The hidden costs of API-based AI: what your CFO needs to know

The per-token price on an LLM API pricing page looks cheap. A few dollars per million tokens. At first glance, it seems like the most cost-efficient way to add AI capabilities to your bank or fintech. Then the invoices start arriving.

What most financial institutions discover after three to six months of production use is that API-based AI costs are unpredictable, difficult to forecast, and significantly higher than they appeared during the pilot phase. And the price per token is only the beginning.

But switching to on-premise infrastructure is not free either. It comes with its own set of costs that are easy to underestimate: hardware maintenance, engineering overhead, and the operational burden of running your own AI stack.

This article breaks down the full cost picture on both sides, so your institution can make an informed decision based on your actual workloads, regulatory obligations, and operational capacity.

How does API-based AI pricing actually work?

LLM API providers charge per token, with separate rates for input tokens (your prompts and context) and output tokens (the model's responses). Prices are quoted per million tokens. A token is roughly four characters of English text, or about three-quarters of a word.

The critical detail that most cost estimates miss is that output tokens are three to ten times more expensive than input tokens. A model that costs $3 per million input tokens might charge $15 per million output tokens. For a compliance screening system that generates detailed risk assessments, which are output-heavy by nature, the actual cost per query is far higher than a quick calculation based on the input price suggests.
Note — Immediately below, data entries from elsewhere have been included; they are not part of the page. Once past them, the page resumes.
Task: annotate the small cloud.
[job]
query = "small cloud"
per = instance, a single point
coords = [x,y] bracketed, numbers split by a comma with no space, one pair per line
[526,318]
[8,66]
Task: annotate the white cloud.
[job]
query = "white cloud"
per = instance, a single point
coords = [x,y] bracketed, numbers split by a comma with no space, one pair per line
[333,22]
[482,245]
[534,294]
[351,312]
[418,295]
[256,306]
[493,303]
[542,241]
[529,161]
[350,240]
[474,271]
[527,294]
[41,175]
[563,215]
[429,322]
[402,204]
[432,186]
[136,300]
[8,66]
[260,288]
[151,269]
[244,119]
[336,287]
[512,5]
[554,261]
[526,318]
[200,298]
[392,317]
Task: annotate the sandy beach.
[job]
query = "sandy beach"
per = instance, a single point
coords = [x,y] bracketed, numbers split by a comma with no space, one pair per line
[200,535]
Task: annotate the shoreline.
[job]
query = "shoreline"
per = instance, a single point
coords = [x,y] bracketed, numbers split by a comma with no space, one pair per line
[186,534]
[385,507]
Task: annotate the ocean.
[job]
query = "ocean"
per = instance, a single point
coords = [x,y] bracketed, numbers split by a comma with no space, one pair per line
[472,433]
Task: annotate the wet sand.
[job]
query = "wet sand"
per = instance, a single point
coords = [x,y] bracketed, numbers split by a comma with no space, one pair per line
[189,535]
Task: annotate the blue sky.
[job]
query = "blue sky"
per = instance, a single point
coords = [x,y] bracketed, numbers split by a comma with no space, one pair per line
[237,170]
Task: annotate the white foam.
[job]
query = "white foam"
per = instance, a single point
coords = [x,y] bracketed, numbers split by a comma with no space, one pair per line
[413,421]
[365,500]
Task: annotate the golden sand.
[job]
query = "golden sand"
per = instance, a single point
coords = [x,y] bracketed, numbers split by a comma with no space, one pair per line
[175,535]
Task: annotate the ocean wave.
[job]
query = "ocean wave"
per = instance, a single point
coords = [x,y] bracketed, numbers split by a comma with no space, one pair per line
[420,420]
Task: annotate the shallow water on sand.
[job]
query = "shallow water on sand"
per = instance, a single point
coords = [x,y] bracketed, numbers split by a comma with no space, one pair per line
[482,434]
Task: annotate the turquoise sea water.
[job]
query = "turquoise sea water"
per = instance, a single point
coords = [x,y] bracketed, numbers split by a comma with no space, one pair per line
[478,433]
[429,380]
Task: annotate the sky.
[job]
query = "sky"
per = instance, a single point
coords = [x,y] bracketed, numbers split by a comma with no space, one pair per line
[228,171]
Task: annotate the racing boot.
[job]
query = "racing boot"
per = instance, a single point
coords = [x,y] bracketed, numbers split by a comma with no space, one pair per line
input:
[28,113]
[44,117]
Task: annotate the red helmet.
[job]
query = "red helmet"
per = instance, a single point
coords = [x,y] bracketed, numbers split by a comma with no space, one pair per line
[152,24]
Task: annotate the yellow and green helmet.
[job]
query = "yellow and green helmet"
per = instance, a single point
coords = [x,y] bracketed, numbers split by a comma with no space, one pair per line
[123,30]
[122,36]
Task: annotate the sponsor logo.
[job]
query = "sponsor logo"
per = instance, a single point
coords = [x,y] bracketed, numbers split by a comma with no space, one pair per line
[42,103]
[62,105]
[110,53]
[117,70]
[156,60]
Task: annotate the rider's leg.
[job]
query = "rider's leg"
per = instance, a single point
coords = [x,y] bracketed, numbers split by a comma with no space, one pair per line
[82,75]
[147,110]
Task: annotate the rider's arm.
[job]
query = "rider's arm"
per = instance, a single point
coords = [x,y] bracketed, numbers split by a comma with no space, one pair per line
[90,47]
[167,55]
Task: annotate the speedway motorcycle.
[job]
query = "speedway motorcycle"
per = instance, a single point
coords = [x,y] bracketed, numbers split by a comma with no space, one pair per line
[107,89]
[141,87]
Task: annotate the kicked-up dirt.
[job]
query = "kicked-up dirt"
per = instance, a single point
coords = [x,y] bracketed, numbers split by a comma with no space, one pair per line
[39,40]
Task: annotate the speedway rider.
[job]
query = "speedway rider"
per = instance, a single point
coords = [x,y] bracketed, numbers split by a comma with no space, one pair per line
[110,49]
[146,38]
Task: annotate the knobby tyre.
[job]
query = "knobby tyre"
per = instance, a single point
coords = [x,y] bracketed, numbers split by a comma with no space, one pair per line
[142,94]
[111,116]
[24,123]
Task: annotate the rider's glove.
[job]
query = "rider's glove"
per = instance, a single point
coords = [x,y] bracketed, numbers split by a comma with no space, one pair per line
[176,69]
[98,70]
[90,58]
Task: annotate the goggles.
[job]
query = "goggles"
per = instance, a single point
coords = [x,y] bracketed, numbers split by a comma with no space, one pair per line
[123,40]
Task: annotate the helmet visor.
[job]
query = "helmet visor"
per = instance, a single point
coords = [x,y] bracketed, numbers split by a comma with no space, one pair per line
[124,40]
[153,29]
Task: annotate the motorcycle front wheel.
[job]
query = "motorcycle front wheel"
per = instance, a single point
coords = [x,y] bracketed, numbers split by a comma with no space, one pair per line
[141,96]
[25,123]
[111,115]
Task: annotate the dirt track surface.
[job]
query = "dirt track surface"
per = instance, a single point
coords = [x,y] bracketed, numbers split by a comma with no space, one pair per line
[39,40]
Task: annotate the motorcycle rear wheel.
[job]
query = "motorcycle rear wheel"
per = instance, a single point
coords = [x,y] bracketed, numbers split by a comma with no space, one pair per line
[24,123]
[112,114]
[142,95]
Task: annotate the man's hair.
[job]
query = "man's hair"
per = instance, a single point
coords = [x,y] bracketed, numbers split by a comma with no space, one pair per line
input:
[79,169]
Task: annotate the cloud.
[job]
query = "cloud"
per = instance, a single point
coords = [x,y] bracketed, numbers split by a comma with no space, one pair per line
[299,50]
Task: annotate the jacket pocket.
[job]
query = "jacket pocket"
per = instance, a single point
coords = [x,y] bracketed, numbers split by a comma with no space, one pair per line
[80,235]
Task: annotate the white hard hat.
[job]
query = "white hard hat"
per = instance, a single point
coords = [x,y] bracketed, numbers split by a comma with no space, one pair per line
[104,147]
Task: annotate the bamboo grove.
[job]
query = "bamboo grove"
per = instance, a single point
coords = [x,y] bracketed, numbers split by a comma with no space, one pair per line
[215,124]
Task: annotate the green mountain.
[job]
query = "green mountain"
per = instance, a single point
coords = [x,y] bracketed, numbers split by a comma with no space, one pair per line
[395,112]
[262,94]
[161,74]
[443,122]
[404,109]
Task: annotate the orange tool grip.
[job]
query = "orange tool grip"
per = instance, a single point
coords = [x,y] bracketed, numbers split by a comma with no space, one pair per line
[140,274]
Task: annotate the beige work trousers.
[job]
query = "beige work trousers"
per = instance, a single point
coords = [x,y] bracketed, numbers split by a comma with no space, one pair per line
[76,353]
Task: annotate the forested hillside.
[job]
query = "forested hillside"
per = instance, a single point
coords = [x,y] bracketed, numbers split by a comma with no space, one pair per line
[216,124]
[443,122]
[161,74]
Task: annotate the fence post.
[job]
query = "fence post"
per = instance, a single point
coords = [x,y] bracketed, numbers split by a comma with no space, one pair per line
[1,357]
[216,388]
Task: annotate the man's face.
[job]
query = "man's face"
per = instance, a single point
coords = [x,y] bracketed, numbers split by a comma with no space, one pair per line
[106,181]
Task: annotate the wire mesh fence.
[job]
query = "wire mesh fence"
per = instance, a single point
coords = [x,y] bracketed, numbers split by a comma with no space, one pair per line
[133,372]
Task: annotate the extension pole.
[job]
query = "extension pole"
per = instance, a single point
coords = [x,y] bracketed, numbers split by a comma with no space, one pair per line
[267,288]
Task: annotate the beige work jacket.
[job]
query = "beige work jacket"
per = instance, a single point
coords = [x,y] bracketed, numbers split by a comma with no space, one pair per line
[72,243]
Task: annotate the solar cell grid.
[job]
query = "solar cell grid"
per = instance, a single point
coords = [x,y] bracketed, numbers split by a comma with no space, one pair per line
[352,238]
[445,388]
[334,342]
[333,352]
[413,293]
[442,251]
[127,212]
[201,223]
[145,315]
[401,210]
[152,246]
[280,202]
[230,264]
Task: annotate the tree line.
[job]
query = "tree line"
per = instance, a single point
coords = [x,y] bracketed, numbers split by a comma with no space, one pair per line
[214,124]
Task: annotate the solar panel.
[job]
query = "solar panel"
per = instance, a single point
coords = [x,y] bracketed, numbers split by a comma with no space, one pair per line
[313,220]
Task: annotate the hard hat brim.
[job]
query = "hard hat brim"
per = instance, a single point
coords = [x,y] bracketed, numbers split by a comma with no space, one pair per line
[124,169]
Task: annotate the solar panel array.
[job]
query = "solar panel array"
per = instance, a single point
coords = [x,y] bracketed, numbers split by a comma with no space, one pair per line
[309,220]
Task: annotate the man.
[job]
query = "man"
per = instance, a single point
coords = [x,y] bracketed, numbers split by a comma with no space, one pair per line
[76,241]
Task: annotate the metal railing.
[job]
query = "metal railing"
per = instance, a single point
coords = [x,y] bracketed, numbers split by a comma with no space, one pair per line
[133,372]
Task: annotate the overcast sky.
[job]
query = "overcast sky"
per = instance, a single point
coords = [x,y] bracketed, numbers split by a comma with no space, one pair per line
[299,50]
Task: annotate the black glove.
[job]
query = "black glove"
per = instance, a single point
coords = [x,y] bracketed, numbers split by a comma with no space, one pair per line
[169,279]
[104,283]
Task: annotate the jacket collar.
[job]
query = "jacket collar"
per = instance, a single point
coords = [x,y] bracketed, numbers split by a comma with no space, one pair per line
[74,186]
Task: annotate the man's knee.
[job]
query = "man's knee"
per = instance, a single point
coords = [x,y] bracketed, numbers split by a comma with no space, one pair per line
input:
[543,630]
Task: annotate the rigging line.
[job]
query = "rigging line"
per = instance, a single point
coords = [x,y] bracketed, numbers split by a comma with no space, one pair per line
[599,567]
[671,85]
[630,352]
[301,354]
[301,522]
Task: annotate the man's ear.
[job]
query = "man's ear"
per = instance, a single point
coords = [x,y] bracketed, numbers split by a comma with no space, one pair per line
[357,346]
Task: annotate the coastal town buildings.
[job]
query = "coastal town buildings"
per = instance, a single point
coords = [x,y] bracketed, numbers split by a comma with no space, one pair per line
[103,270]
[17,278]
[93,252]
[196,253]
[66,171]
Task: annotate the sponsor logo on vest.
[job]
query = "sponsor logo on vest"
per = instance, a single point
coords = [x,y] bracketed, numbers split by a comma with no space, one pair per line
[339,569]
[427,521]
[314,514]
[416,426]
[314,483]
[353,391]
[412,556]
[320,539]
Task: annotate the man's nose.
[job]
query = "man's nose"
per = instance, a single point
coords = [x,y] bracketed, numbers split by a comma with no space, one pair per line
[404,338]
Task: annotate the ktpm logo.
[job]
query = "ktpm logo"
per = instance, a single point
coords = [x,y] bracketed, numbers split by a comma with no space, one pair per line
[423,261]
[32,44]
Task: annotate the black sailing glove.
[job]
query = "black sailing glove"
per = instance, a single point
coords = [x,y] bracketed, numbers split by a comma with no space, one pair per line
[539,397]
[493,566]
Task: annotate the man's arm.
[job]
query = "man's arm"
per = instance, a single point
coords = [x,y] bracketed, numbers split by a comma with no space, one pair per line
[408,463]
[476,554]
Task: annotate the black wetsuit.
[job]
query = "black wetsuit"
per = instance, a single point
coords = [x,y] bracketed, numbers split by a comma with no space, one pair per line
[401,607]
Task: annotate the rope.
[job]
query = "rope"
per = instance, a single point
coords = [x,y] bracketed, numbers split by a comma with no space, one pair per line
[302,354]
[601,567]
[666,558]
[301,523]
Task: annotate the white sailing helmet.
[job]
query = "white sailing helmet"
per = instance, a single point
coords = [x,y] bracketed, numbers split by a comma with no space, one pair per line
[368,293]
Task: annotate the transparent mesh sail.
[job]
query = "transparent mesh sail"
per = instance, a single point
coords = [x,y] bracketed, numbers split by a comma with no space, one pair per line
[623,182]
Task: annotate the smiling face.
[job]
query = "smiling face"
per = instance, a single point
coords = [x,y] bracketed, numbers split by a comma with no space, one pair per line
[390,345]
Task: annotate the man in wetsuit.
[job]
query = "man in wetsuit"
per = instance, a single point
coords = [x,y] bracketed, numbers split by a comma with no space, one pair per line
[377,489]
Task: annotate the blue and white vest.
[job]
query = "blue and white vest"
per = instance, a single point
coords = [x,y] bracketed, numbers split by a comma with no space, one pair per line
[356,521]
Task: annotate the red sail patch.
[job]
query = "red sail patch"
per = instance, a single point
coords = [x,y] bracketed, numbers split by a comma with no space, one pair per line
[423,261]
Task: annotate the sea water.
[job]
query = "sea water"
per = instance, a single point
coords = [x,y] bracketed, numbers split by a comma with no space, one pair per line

At current 2026 pricing, flagship models from major providers cost roughly $5-10 per million input tokens and $15-30 per million output tokens. Mid-tier models run $1-3 input and $5-15 output. Budget models come in under $1 input but still charge $2-5 for output.

What does API-based AI actually cost at banking scale?

The pilot looked affordable. A few hundred queries a day, a manageable monthly bill. But banking workloads operate at a fundamentally different scale than pilot environments.

Transaction monitoring

A mid-size bank processes hundreds of thousands of transactions daily. If an AI system screens each transaction, even with a short prompt and response, the token volume adds up fast. At 2,000 tokens per screening interaction (including context, transaction data, and the model's assessment), processing 100,000 transactions daily generates 200 million tokens per day, or roughly 6 billion tokens per month.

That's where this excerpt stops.